Marie-Andrée Bouchard-Lesieur, nommée aux Victoires de la Musique Classique : "donner envie d'opéra"
Marie-Andrée Bouchard-Lesieur, vous êtes nommée dans la catégorie Révélation lyrique aux Victoires de la Musique Classique 2022. Comment avez-vous appris la nouvelle ?
J'étais dans les escalators à Montparnasse, je sortais d'une audition à Paris et je rentrais à Toulouse pour les répétitions de La Flûte enchantée. Mon agent m'appelle en me disant que l'équipe des Victoires voulait s'assurer que j'étais bien disponible pour le concert. Notre discussion continue sur d'autres sujets, et puis soudain je réalise et je reviens au sujet en lui disant que s'ils veulent la confirmation que je suis disponible, c'est que je fais partie des révélations ! Il me l'a confirmé, pensant que j’étais déjà au courant et j'ai hurlé dans la gare Montparnasse.
C'est une grande surprise, un immense honneur. C'est très gratifiant et c'est une sorte de rêve car voilà des années que je regarde les Victoires de la Musique. C'est aussi un bon signe, prometteur pour l'avenir, et peut-être de nouvelles portes qui vont s'ouvrir.
Que voulez-vous montrer au public à l'occasion de ces Victoires ?
donner envie d'opéra aux gens
Pour cet événement, je veux montrer qui je suis, en étant rassurée avec du répertoire qui me plait, qui me tient à cœur et dans l'éclectisme, tout en touchant un maximum de personnes. Montrer ce que j'aime, ce que je suis capable de faire, non pas dans une démonstration de talent mais pour faire aimer ce que je fais et la musique avec cette occasion de chanter pour tous les spectateurs qui ne vont pas forcément à l'Opéra. L'enjeu est d'être abordable et de sortir des sentiers battus. Il faut se sentir bien et alors le public le voit et l'entend. Mon but n'est pas de gagner ou de me faire connaitre mais de donner envie d'opéra aux gens. Je viens d'un monde où beaucoup de personnes que je côtoie pensaient que l'opéra n'était pas pour eux, et qui, n'ayant jamais entendu un concert classique de leur vie, disaient que cet art est réservé à une élite parisienne. J'ai chanté pour eux et depuis ils s'intéressent à l'opéra, ils y vont ou à l'opéra au cinéma ou en streaming. Voilà ce qui me plait : agir et montrer que l'opéra est pour tout le monde. Que cet art unissant théâtre et musique peut plaire à tout le monde, et faire en sorte que la magie prenne.

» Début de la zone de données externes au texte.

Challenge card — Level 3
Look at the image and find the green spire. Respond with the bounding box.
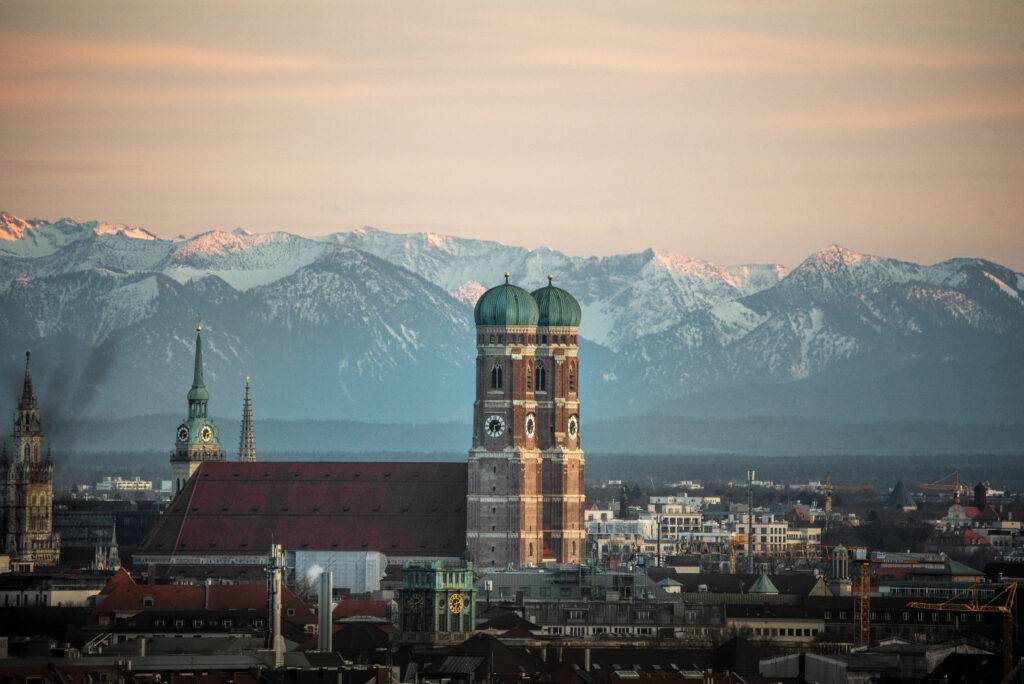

Les maisons d'opéra font beaucoup d'efforts sur les prix. Oui, il y a des places chères mais il y a des places accessibles, et, pour les jeunes, des places moins chères qu'un ticket de cinéma ou un menu dans un fast-food. Il y a un public jeune ! Les places pour les avant-premières jeunes à l'Opéra de Paris sont prises d'assaut, il faut avoir mis une alarme et cliquer frénétiquement à la seconde de mise en ligne pour les avoir. Le public jeune est là. L'autre jour, je faisais du shopping dans une grande enseigne de vêtements ici à Toulouse, je discute avec une jeune vendeuse, elle me demande ce que je fais dans la vie, je lui dis que je suis chanteuse d'opéra, elle me dit 'Ah dans La Flûte enchantée ? Mais j'ai pris mes places !'
Il y a un public, un avenir, il ne faut pas être défaitiste.
Connaissez-vous les deux autres chanteuses nommées avec vous ?
Je ne connaissais pas Sarah Aristidou, mais nous nous sommes croisées plusieurs fois en concours avec Eugénie Joneau. Je l'apprécie beaucoup, j'étais contente d'être nommée avec elle.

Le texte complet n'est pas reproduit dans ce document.